KLegal-topman Damstra relativeert: “Wat de kwaliteit betreft behoort Lontings & Partners nu al tot de top. Heel wat cliënten zullen mee overstappen van KPMG. Dat geeft het kantoor een aardige voorsprong tegenover andere starters.”

De Nederlander spreekt overigens Alan Peck tegen, als zou KPMG zwaar moeten investeren in zijn lawfirms om de concurrentie aan te kunnen. Damstra: “Wat valt er te investeren? Het juridisch departement van KPMG België was op zich al winstgevend. We zullen zeker niet met onze zakken vol geld de advocatenkantoren afschuimen in de landen waar we actief willen zijn. Binnen dit en vijf jaar wensen we de juridische praktijken van KPMG – indien deontologisch mogelijk – om te vormen tot advocatenkantoren. Maar we willen geen advocaten of marktaandelen kopen. Het nieuwe Belgische kantoor kost KLegal geen cent. Wij creëren een omgeving, en het is aan de advocaten om zich daarbinnen te ontwikkelen.”
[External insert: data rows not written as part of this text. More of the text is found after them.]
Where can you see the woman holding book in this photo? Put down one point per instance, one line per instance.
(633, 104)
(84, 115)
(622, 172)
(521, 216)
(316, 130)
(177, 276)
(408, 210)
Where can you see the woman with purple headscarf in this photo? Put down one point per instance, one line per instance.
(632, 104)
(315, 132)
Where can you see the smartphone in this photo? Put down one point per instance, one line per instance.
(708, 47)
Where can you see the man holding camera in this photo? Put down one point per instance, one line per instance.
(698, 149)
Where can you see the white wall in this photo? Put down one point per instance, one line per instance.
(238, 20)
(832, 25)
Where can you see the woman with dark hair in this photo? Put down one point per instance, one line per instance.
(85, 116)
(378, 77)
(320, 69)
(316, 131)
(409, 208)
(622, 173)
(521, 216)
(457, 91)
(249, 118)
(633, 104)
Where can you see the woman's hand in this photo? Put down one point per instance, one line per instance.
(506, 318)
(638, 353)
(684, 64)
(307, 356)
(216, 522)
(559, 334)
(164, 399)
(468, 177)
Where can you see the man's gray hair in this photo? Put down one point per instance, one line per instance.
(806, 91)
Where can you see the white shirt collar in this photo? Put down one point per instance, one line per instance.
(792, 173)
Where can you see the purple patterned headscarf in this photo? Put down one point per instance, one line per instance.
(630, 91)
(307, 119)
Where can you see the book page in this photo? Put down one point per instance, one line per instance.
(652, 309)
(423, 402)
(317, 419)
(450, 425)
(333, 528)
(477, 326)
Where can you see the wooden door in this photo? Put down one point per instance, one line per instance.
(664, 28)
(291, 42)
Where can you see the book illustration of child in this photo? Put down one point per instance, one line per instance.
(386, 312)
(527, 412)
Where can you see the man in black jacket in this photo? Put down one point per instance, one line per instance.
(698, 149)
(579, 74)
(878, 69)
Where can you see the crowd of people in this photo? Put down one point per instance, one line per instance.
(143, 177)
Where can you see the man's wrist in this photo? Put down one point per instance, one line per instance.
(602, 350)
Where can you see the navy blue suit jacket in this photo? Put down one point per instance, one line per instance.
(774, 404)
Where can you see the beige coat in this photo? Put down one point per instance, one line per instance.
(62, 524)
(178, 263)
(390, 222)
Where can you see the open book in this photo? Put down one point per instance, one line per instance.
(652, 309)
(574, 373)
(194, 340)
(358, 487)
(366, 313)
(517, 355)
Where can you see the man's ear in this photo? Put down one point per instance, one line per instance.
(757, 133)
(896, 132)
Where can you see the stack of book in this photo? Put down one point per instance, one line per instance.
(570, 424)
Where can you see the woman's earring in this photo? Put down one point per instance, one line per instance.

Gelijke prestaties, ander loon

De rekeningen tussen Lontings & Partners en KPMG blijven gescheiden. De advocaten huren een ruimte bij de accountants. Ook tussen de financiën van Fidal en KPMG staat een muur. De 280 advocaten-vennoten verdelen onderling hun winsten, net zoals de accountants dat doen.

Bij Lontings & Partners verdienen de partners naar schatting tot de helft minder dan hun confraters van topkantoren (die zo’n 15 tot 20 miljoen per jaar binnenrijven). Dat zal op termijn problemen geven inzake de rekrutering en het behoud van topjuristen.

Alan Peck: “Plat gezegd: de Big Five zullen hun topadvocaten nooit hetzelfde willen betalen als de Magic Circle, tenzij ze bereid zijn enorme verliezen te maken.”

Fidal-voorzitter Paul: “Momenteel heeft Peck gelijk. De aanwezigheid van de Big Five op de juridische markt is vrij recent. De gemiddelde vergoeding van de partners bereikt zeker niet het niveau van de topkantoren. Maar die vergoedingen zullen progressief toenemen. We zijn bereid te betalen voor topadvocaten.”

Volgens Lontings biedt zijn kantoor andere troeven dan topinkomens: werken in een multidisciplinaire omgeving, een doorgedreven training en het contact met de eigen, lokale klanten. En: “Bovendien werken onze advocaten zelfstandig, niet steeds in onderaanneming voor één of andere Londense deal.”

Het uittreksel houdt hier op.